In this response I will not be engaging with all the fun little conundra that Trueman points out about the practices of evangelical ecumenicity — e.g. the visiting Presbyterian pastor who can fill the pulpit in a Baptist church, but who can’t take communion there. I can go one better than that. I preached from a psalm of David this morning (68), called it the word of God, but freely acknowledge that it was penned by a man who couldn’t be an elder in our church, adultery and murder being the initial reasons that might be given. How’s that for weird? Life is funny that way.
I want to give three simple answers to Trueman’s question. Why not simply unite around the gospel, if that is what the big deal is?

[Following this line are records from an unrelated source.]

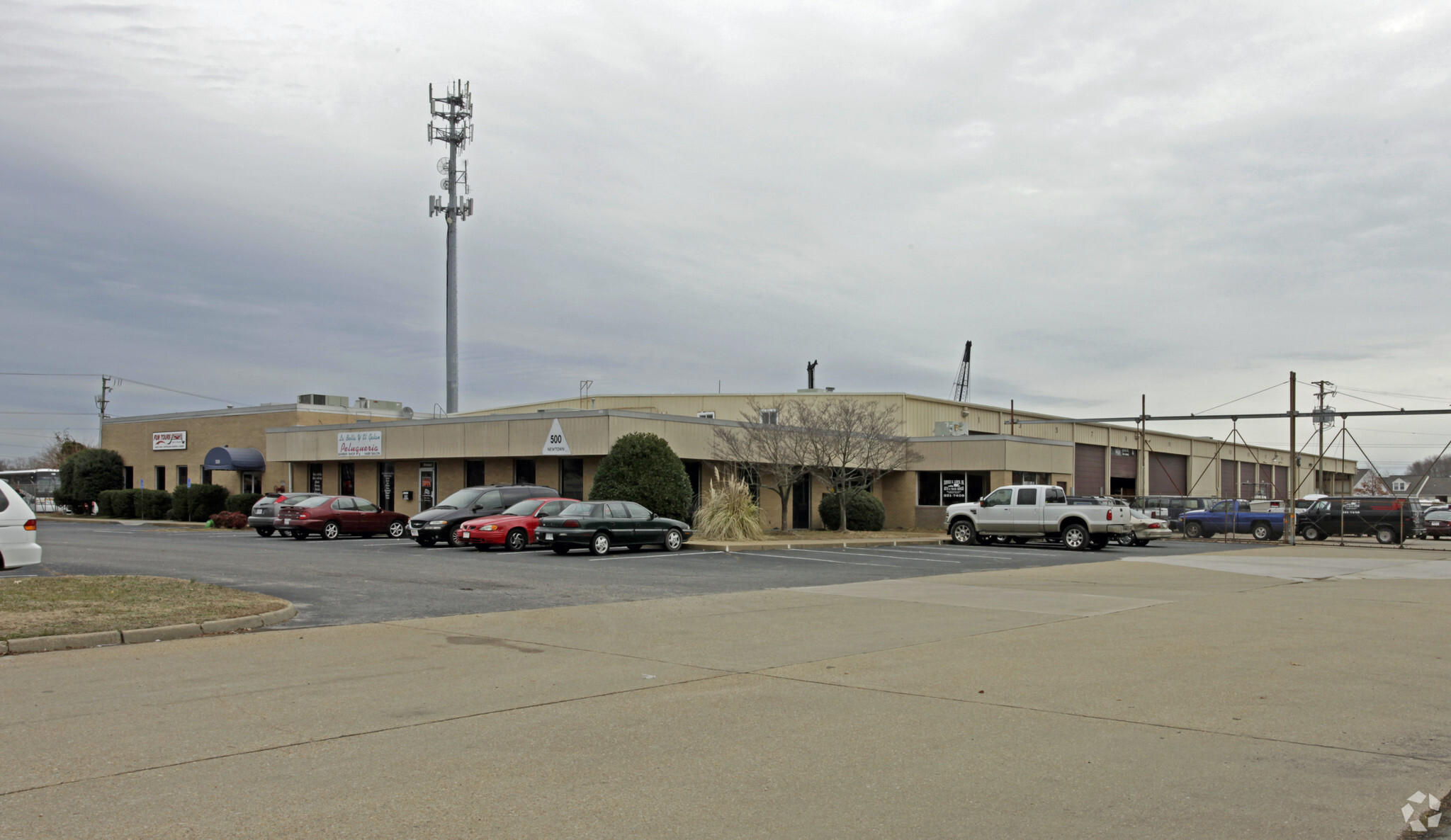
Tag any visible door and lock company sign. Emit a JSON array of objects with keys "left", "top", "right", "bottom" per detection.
[
  {"left": 338, "top": 429, "right": 383, "bottom": 458},
  {"left": 151, "top": 432, "right": 186, "bottom": 451},
  {"left": 541, "top": 419, "right": 572, "bottom": 455}
]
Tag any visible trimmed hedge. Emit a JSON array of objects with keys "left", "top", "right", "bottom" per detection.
[
  {"left": 208, "top": 511, "right": 247, "bottom": 528},
  {"left": 817, "top": 490, "right": 886, "bottom": 531},
  {"left": 96, "top": 490, "right": 137, "bottom": 519},
  {"left": 132, "top": 490, "right": 171, "bottom": 519},
  {"left": 226, "top": 493, "right": 263, "bottom": 513},
  {"left": 589, "top": 432, "right": 691, "bottom": 521},
  {"left": 187, "top": 484, "right": 228, "bottom": 522}
]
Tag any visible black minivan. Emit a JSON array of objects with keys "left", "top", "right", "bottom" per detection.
[
  {"left": 1299, "top": 496, "right": 1425, "bottom": 545},
  {"left": 407, "top": 484, "right": 558, "bottom": 548}
]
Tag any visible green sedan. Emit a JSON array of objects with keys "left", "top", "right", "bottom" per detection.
[{"left": 534, "top": 502, "right": 691, "bottom": 554}]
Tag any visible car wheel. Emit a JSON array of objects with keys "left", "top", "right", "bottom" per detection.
[{"left": 1062, "top": 522, "right": 1090, "bottom": 551}]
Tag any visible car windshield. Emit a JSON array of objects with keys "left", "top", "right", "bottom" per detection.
[
  {"left": 504, "top": 499, "right": 540, "bottom": 516},
  {"left": 293, "top": 496, "right": 332, "bottom": 508},
  {"left": 434, "top": 489, "right": 479, "bottom": 509}
]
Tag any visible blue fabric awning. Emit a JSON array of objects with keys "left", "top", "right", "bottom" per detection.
[{"left": 202, "top": 447, "right": 267, "bottom": 472}]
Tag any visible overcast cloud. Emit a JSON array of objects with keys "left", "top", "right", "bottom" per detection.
[{"left": 0, "top": 0, "right": 1451, "bottom": 464}]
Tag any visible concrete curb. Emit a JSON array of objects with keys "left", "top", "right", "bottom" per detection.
[
  {"left": 0, "top": 603, "right": 298, "bottom": 656},
  {"left": 685, "top": 537, "right": 950, "bottom": 552}
]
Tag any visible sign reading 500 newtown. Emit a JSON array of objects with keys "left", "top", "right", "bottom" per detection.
[{"left": 338, "top": 429, "right": 383, "bottom": 458}]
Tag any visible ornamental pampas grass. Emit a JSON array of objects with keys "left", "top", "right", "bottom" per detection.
[{"left": 695, "top": 469, "right": 766, "bottom": 540}]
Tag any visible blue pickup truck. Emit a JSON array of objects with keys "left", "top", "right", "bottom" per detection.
[{"left": 1180, "top": 499, "right": 1284, "bottom": 540}]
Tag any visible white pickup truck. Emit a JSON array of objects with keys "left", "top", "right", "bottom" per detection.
[{"left": 947, "top": 484, "right": 1133, "bottom": 551}]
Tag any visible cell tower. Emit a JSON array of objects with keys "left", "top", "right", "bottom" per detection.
[
  {"left": 428, "top": 80, "right": 473, "bottom": 414},
  {"left": 952, "top": 341, "right": 972, "bottom": 402}
]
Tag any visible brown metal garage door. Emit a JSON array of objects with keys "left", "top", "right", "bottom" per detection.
[
  {"left": 1074, "top": 444, "right": 1109, "bottom": 496},
  {"left": 1149, "top": 451, "right": 1188, "bottom": 496}
]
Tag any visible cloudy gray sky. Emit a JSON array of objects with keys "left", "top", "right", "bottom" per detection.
[{"left": 0, "top": 0, "right": 1451, "bottom": 466}]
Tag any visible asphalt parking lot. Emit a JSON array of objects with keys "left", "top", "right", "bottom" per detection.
[{"left": 9, "top": 522, "right": 1238, "bottom": 627}]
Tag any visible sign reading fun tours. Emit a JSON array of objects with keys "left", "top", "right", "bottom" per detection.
[
  {"left": 338, "top": 429, "right": 383, "bottom": 458},
  {"left": 544, "top": 419, "right": 570, "bottom": 455}
]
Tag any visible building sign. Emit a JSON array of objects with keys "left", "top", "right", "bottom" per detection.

1. Uniting around the gospel, and that’s all, is not possible. The true gospel encompasses all of life. Reductionism can be applied to lots of things, but the gospel is not one of them. Those who unite on the gospel, but who differ on baptism, eschatology, etc. will invariably be men who agree on a host of other things that were shaped, regulated, and formed by the gospel, but which are pretty much unnoticed by everybody. The fact that such massive agreement is unnoticed does not mean that it is not there.
2. The true gospel (the death, burial, and resurrection of Jesus) calls us to a life of repentance and faith, and it is not possible to work together with men “in the gospel” when they are refusing to call people to repent of the principal corruption of our day, which is that of sexual confusion. This confusion includes homosexuality, porn, fornication, divorce, women’s ordination, and so on. This is the front line of the battle, and if I decline to strike hands with a man who is confused at this point, I am not saying that he is going to Hell. I am only saying that if he cannot detect a strategic moment in history like this, then he ought not to be a general. Keep him on our side, but him back in the Red Cross tent and ask him to wind some bandages.

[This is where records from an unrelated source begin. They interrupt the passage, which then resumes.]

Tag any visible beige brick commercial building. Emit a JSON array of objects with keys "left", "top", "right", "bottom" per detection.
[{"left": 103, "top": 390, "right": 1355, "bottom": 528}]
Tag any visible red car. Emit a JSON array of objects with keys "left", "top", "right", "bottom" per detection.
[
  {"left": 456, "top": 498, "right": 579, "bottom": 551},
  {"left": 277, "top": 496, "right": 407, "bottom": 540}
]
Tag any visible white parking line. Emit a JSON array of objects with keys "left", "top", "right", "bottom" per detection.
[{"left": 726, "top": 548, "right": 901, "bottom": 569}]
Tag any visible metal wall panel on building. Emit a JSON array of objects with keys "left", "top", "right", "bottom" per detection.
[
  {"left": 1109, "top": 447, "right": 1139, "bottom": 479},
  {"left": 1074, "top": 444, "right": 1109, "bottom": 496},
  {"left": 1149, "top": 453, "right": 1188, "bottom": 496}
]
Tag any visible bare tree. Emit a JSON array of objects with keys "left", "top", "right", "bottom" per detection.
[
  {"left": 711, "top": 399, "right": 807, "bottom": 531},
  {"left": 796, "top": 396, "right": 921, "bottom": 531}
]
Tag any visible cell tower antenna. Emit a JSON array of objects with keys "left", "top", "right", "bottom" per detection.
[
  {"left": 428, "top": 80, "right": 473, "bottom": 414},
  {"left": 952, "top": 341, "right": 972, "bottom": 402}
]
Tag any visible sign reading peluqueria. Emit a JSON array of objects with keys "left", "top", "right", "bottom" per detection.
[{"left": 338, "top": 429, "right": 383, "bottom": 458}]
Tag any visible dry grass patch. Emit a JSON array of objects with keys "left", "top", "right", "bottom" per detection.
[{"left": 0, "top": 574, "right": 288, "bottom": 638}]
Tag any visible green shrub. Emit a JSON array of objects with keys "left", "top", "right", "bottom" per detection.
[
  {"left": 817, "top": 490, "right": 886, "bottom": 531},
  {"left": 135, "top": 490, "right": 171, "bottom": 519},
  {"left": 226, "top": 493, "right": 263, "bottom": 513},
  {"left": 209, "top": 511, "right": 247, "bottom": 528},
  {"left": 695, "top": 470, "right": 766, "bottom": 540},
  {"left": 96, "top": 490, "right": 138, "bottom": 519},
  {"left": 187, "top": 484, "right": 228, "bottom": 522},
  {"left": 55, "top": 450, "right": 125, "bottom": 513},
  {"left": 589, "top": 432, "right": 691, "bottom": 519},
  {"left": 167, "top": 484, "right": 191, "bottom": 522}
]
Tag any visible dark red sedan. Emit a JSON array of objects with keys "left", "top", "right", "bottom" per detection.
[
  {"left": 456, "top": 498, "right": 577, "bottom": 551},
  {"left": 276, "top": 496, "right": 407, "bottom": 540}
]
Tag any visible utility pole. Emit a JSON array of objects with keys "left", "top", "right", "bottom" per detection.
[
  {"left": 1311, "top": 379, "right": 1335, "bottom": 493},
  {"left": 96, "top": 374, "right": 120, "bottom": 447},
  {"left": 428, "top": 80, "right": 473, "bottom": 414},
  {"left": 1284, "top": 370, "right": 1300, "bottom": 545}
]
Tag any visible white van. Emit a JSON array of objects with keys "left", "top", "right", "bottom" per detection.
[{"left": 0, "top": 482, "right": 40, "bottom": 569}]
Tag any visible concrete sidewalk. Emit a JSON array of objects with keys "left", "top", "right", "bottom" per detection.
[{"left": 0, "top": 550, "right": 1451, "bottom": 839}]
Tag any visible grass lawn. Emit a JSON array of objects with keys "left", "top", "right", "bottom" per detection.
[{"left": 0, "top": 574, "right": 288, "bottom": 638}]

3. And lest we wave our hands over the spot, as Naaman was hoping Elisha would do (2 Kings 5:11), and say that there is baptist hermeneutic out there, a feminist hermeneutic, a premill hermeneutic, and who’s to say anymore? — the true gospel tells us what sorts of foibles and errors (from our perspective) we should let pass by for the sake of unity, and why we should do this, and which ones we shouldn’t. The Bible talks about this. “I desire mercy and not sacrifice.” I would invite into my pulpit a man who believed in triune immersion, but not a man who believed in triune marriage — even if they both signed the same “gospel statement.”